Historique : Chute du régime baathiste en Syrie
Les rebelles menés par HTS ont annoncé dans la nuit de dimanche à lundi à la télévision publique syrienne la chute et la fuite du président Bachar al-Assad, ainsi que la libération de Damas, mettant fin à plus de cinq décennies de règne dynastique et sans partage de la famille Assad.
C’était finalement une affaire de quelques jours. Tel un château de cartes, le pouvoir de Bachar al-Assad s’est effondré ce dimanche en Syrie, face à l’offensive éclair fulgurante de groupes rebelles menés par des radicaux qui ont su rallier un peuple exsangue. L’opération met un terme à cinq décennies de dictature alaouite implacable, menée d’une main de fer, que l’on pensait indéboulonnable.
Au centre-ville de Damas, la capitale dont les rebelles ont annoncé « la libération », plusieurs dizaines de personnes ont renversé et piétiné des dizaines de statues du père de Bachar al-Assad, Hafedh, qui a dirigé la Syrie depuis 1971 jusqu’à sa mort en l’an 2000. À travers le pays, d’autres manifestants ont déboulonné les statues d’al-Assad, père et fils. Le leader de Hayat Tahrir al-Sham (HTS), Abou Mohammed al-Joulani (Ahmed Charaâ de son vrai nom), est arrivé à Damas à la mi-journée.
Une Syrie nouvelle à reconstruire
A Homs, Deraa, Hama, Alep et Damas, les tirs d’armes à feu en signe de joie se mêlaient aux cris « d’Allah Akbar ! ». « On attendait ce jour depuis si longtemps », a déclaré Amer Batha, un résident de la capitale célébrant l’évènement. « Je n’arrive pas à croire que je suis en train de vivre cet instant », confesse-t-il en larmes : « C’est une nouvelle histoire qui commence pour la Syrie ». L’effondrement du régime ouvre en effet une ère d’incertitude en Syrie, morcelée par la guerre civile qui a fait au moins un demi-million de morts depuis 2011 et livrée à des groupes soutenus par différentes puissances étrangères.

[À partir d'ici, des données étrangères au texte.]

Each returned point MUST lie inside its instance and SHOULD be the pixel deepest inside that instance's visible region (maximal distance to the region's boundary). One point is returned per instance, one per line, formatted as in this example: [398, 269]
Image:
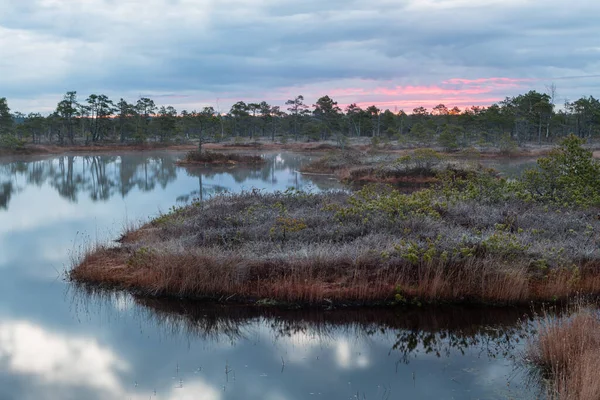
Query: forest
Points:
[527, 118]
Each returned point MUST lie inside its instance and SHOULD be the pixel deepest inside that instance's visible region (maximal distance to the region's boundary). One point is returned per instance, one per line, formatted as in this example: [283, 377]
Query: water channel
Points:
[57, 342]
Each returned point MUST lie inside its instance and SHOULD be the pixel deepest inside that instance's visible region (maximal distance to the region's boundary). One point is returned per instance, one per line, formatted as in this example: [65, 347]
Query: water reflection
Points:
[247, 353]
[59, 344]
[101, 177]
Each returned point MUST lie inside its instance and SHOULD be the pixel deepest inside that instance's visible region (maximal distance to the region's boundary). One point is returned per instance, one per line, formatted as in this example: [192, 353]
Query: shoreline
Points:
[475, 238]
[372, 270]
[309, 147]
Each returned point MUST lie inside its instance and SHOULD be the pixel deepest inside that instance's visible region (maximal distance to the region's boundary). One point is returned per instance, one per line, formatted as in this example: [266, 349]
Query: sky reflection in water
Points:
[59, 342]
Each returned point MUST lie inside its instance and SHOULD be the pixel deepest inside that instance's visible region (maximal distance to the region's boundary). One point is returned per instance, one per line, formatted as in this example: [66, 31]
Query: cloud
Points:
[239, 49]
[64, 367]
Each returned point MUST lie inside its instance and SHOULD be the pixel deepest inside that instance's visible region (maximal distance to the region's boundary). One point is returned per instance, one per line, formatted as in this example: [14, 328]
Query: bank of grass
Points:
[566, 353]
[196, 157]
[421, 166]
[473, 238]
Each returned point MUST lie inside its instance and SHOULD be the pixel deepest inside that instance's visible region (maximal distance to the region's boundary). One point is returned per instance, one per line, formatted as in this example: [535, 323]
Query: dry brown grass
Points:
[298, 248]
[567, 351]
[210, 157]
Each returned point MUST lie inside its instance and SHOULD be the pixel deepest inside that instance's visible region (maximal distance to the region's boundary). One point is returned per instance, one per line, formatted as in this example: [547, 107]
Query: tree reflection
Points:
[101, 177]
[98, 176]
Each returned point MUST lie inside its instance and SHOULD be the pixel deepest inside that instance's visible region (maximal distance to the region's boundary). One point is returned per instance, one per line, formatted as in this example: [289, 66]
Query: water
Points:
[57, 342]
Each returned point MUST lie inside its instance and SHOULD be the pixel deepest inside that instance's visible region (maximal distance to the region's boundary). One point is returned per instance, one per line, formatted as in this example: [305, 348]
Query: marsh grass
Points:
[211, 157]
[421, 166]
[566, 353]
[373, 247]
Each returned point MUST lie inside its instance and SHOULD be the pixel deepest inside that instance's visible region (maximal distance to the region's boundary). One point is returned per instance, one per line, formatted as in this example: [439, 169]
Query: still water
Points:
[57, 342]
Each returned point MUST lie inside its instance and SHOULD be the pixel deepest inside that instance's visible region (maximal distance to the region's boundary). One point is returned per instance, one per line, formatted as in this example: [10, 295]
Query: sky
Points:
[396, 54]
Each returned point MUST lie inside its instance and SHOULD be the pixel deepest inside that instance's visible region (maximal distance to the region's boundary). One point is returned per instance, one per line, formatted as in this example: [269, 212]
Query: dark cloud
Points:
[265, 47]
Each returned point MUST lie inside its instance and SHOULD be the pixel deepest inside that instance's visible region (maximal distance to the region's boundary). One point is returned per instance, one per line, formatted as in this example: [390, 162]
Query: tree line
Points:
[531, 117]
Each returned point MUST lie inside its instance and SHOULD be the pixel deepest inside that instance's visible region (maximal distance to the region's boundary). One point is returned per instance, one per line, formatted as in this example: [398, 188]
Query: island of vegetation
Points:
[199, 157]
[472, 237]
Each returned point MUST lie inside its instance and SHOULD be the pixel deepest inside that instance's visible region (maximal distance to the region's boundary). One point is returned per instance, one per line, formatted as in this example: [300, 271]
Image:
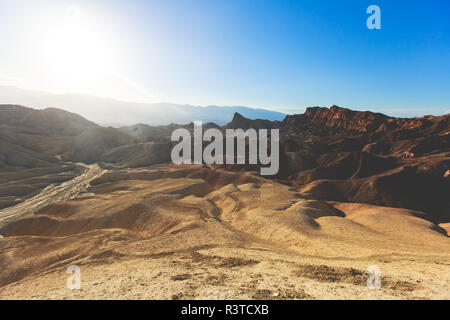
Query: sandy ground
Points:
[52, 194]
[193, 232]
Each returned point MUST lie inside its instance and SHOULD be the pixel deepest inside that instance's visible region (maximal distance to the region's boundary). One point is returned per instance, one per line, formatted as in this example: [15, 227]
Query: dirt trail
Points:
[52, 194]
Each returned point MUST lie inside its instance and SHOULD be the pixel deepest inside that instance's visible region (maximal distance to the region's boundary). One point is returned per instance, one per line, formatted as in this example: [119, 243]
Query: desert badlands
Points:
[358, 195]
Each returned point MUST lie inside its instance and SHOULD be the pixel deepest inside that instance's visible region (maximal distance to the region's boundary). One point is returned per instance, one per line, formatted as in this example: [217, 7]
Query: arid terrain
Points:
[355, 190]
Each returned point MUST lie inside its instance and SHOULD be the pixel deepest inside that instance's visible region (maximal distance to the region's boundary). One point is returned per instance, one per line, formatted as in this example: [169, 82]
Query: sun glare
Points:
[77, 51]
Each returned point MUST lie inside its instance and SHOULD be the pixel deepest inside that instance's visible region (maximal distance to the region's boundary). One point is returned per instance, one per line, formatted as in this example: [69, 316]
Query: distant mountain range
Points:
[110, 112]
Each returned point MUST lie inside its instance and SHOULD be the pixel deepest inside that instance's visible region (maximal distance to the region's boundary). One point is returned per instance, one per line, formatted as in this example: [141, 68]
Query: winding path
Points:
[53, 193]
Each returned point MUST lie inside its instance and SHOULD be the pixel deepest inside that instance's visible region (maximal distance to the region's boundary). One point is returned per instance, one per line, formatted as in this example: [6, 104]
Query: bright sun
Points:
[77, 51]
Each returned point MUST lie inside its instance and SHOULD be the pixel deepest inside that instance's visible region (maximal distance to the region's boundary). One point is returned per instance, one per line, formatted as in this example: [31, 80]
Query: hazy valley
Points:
[355, 189]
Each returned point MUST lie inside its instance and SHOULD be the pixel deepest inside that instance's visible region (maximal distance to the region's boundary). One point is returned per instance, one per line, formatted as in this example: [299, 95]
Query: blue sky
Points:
[282, 55]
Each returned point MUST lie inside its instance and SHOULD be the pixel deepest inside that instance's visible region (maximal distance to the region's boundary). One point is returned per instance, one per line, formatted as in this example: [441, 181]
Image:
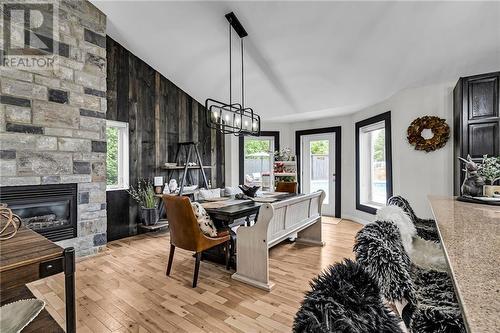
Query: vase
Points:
[149, 216]
[489, 190]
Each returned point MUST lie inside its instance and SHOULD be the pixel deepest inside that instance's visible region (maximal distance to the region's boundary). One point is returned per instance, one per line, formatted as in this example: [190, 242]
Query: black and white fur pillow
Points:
[204, 221]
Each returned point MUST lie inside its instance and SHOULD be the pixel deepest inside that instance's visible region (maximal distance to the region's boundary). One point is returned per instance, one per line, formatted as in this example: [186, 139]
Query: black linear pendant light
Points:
[233, 118]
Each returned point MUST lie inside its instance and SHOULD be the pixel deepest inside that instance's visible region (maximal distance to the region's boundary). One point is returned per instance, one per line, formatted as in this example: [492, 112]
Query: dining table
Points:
[230, 213]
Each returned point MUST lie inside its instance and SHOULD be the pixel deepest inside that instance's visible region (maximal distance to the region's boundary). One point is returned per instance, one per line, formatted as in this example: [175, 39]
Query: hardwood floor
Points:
[125, 289]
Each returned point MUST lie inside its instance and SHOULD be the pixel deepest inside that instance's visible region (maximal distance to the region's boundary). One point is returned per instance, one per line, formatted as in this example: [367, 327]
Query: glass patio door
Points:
[318, 167]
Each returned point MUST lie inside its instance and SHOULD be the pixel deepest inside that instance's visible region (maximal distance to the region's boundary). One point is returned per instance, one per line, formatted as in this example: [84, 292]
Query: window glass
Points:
[374, 186]
[258, 162]
[117, 155]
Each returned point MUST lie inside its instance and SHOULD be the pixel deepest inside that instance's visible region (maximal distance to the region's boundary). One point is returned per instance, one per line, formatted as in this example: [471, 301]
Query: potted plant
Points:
[145, 197]
[490, 171]
[284, 154]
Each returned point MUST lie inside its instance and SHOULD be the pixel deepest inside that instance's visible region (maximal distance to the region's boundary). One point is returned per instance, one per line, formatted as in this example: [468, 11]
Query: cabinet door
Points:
[481, 122]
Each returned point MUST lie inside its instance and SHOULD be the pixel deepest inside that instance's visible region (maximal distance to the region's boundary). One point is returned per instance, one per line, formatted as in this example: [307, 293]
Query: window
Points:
[256, 159]
[373, 162]
[117, 155]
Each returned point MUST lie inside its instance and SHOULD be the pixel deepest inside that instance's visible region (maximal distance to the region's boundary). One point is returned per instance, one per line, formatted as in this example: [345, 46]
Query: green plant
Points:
[145, 194]
[319, 147]
[490, 169]
[256, 146]
[284, 154]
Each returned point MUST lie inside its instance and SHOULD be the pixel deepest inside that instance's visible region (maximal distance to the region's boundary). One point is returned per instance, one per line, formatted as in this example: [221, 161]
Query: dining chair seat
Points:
[186, 234]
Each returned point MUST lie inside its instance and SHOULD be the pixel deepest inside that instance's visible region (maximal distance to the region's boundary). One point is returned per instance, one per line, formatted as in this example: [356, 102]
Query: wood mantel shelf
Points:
[471, 241]
[182, 167]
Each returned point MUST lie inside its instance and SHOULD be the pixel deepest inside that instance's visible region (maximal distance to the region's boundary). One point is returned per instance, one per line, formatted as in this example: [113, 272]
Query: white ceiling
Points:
[310, 59]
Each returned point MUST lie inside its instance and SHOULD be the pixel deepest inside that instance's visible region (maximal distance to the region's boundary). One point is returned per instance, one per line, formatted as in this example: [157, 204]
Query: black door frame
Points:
[337, 130]
[241, 150]
[386, 118]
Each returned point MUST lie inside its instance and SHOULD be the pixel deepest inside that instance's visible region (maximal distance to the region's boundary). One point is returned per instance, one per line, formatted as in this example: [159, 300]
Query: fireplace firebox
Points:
[49, 210]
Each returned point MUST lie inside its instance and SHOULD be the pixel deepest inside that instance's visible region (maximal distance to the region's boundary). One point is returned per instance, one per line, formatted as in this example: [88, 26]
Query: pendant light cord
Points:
[230, 82]
[242, 79]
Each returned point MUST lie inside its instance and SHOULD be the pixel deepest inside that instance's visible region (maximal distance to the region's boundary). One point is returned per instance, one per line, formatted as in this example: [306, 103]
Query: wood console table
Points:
[470, 235]
[28, 257]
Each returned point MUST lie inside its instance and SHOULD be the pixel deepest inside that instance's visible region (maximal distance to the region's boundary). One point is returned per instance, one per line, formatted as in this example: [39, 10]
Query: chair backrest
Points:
[290, 187]
[184, 229]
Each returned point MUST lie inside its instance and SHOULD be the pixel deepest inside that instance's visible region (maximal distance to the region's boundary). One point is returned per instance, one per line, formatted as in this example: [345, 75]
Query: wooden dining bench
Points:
[276, 222]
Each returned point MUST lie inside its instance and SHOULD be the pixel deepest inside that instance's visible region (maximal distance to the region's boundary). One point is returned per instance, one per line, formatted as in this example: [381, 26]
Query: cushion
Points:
[204, 221]
[229, 191]
[204, 194]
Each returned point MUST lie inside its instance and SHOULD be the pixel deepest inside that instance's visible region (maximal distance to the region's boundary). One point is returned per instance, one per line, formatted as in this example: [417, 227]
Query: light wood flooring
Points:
[125, 289]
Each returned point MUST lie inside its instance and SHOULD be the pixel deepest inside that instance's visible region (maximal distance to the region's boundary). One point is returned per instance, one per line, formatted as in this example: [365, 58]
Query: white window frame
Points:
[123, 155]
[271, 156]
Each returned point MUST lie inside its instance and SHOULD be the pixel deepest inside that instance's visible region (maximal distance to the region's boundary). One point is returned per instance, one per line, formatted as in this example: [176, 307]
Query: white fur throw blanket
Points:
[423, 253]
[204, 221]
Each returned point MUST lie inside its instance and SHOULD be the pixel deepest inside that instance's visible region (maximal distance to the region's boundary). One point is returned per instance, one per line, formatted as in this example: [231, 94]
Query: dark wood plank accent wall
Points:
[160, 115]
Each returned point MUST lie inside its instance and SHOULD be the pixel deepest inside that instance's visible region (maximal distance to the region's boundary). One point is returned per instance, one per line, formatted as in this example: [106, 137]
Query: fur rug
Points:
[436, 308]
[432, 305]
[426, 228]
[406, 227]
[204, 221]
[428, 255]
[345, 298]
[424, 253]
[378, 248]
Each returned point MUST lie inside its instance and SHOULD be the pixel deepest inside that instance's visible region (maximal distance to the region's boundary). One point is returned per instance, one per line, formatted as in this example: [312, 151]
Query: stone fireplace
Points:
[53, 132]
[50, 210]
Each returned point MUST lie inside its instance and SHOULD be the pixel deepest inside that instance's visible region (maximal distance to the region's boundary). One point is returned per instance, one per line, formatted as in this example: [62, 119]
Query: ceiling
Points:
[307, 60]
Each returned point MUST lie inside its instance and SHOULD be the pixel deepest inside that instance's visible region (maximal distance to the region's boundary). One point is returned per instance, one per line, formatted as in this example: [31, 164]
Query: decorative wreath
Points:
[439, 128]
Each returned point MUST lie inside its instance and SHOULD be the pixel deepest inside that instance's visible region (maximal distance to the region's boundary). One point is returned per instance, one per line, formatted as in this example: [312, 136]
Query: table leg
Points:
[69, 285]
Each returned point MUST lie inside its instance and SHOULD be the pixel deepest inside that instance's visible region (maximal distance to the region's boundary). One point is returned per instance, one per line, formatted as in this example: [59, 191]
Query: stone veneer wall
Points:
[52, 123]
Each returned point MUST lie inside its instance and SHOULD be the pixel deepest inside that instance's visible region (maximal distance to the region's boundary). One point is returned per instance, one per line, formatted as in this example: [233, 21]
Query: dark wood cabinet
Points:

À la télévision publique, les rebelles ont annoncé la chute du tyran Bachar al-Assad. Ils ont dit avoir libéré tous les prisonniers injustement détenus et appelé à sauvegarder les biens de l’État syrien libre. Les rebelles avaient annoncé plus tôt sur Telegram la fuite de Bachar al-Assad et de sa famille en Russie, et proclamé la ville de Damas libre.
Bachar al-Assad a dirigé d’une main de fer la Syrie pendant 24 ans, réprimant en 2011 dans le sang des manifestations pro démocratie qui se sont transformées en guerre civile, dans le sillage des révolutions arabes. Avant lui, son père, Hafedh al-Assad, avait lui aussi réprimé sans pitié ses opposants, notamment à Hamaa. Leur parti, le Baath, est au pouvoir depuis plus d’un demi-siècle en Syrie, suite à un coup d’État militaire en 1963.
Pendant trois décennies, le pays se referme sur lui-même : l’opposition et la presse sont muselées, les manifestations bannies et l’état d’urgence décrété. En février 1982, le régime mate dans le sang une insurrection des Frères musulmans, dans le centre du pays. En raison d’un black-out médiatique, les estimations varient entre 10.000 et 40.0000 morts. En l’absence de toute opposition, le nom du candidat à la présidence est proposé par le parti, puis soumis à un référendum. Lors de chaque scrutin, Hafedh puis son fils Bachar al-Assad sont « élus » à plus de 90% des voix.
Silence de la Tunisie
Les révoltes arabes qui éclatent en Tunisie, en Égypte et en Libye, gagnent la Syrie en mars 2011 et remettent en cause l’hégémonie du parti Baath. Bachar al-Assad promet des réformes, tout en réprimant la révolte dans le sang. Mais le soulèvement dégénère en guerre civile, morcelant la Syrie. Les rebelles proclament ce dimanche « la fin de cette sombre page et le début d’une nouvelle ère pour la Syrie », après « 50 ans d’oppression sous le pouvoir du Baath, et 13 années de crimes, de tyrannie et de déplacements ».
Mais en Tunisie, d’où tout était parti en 2011, de l’eau a coulé sous les ponts depuis. L’actuel pouvoir a ainsi jusque récemment affiché son soutien décomplexé à Bachar al-Assad. Si les autorités tunisiennes se murent dans un silence gêné aujourd’hui, c’est que le ministère tunisien des Affaires étrangères avait publié le mercredi 4 décembre un communiqué qualifiant l’offensive des rebelles syriens de « terroriste », et réitérant son « entière solidarité avec la République Arabe Syrienne ».